You can read more about MDbg in Mike Stall’s blog

I will dedicate another post to MDbg so stay tuned.

Yesterday my RSS client, RSSBandit, decided to stop working.
Luckly RSSBandit is a .NET application with source code, so I’ve decided to start debugging it.
It kept on failing when it tried to deserialize one of its configuration classes from Xml using the XmlSerializer class.

The XmlSerializer class generates a temporary assembly in its constructor according to the XmlMapping it receives, compiles it and loads it.
Sometimes there is a problem at compile time. The code is not actually compiled and you will get a FileNotFoundException exception just for calling “new XmlSerializer(typeof(MyClass))“.

While trying to resolve this issue I’ve stumbled upon two tools that can help you better understand the cause of the problem and at some scenarios might suggest a resolution.

The first tools is a command line too called XmlSerializerPreCompiler written by Chris Sells. You just specify the full path to the assembly and the type name to check and it will try to create an XmlSerializer passing the type to it and analyzing the error.

The second one is a GUI tool that was based on XmlSerializerPreCompiler called XmlPreCompiler written by Mathew Nolton.

Both tools comes with full source code.

While I didn’t have time to check their source code I did see one of the things they use to get more information about the temporary assembly that is being compiled on the fly when creating the XmlSerializer.
It seems that there is a configuration flag that you put in the app.config file (if you don’t have one, just create one that is named myprogram.exe.config, where myprogram is your executeable name).

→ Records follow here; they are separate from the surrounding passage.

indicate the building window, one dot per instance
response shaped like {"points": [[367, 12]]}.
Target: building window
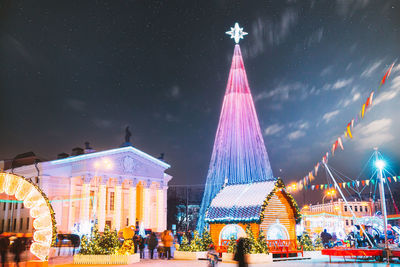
{"points": [[91, 199], [111, 200]]}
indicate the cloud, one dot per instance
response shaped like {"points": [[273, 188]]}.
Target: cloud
{"points": [[175, 91], [76, 104], [347, 101], [102, 123], [273, 129], [327, 70], [266, 32], [284, 92], [296, 135], [371, 69], [330, 115], [349, 7], [389, 94], [376, 133], [315, 37], [341, 83]]}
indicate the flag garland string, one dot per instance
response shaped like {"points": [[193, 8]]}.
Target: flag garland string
{"points": [[355, 183], [305, 182]]}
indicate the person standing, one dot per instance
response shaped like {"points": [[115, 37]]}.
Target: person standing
{"points": [[240, 255], [4, 243], [152, 243], [168, 242], [135, 242], [141, 246], [17, 248], [326, 237]]}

Just add the following to your app.config file:

<configuration>

<system.diagnostics>

<switches>

<add value=”4″ name=”XmlSerialization.Compilation”>

</switches>

</system.diagnostics>

</configuration>
This option tells the XmlSerializer not to delete the temporary files created to generate the temp assembly. It will leave the .cs file it was trying to compile, a .cmdline file which has the command line parameters that are sent to the compiler and a .out file which has the full command line that was used to compile the .cs file.

All of these files are generated it your %USERPROFILE%\Local Settings\Temp folder (which is usually equivalent to %TEMP%) and by just adding the above flag in your app.config you can get the input that is used in the programs I’ve mentioned above and investigate on your own.

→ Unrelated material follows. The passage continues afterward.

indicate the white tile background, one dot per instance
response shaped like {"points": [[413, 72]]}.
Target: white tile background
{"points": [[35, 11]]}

While all of these programs couldn’t help me in resolving what is wrong with RSSBandit (and for that matter, any thing that has the “new XmlSerializer(typeof(MyClass))” code in it that runs on my machine) I’d thought it would be nice to share this information with everyone.

Since I don’t have time to further analyze this and I need my daily RSS feed dose, I did the following things:

  1. Ran WinDbg and started RSSBandit through it.
  2. Set a breakpoint (we have discussed about setting a managed breakpoint before) on System.CodeDom.Compiler.CompilerResults.get_CompiledAssembly (this function is the one that tries to load the temp compiled assembly and will throw the exception I’m getting in RSSBandit since the temp assembly wasn’t compiled).
  3. When the breakpoint hit (and it does so a few times until RSSBandit finishes loading) I ran !dumpheap -type CompilerResults
  4. I dumped the CompilerResults object using !dumpobject
  5. I then took the address of the pathToAssembly member and used !dumpobject on it as well.
  6. I then took the path, went there, opened the file named [strange random chars].out (where [strange random chars] is a unique name for each such assembly), opened it, copied the command line and ran it to generate the assembly.
  7. Continued doing this until we never reach the breakpoint again.

What I did learn from this workaround is that the main problem is executing the compiler command to compile the assembly and that will be the point from which I will continue to troubleshoot this issue.

At least for now RSSBandit is working (though only through WinDbg 😉 ) and I can read my favorite RSS feeds.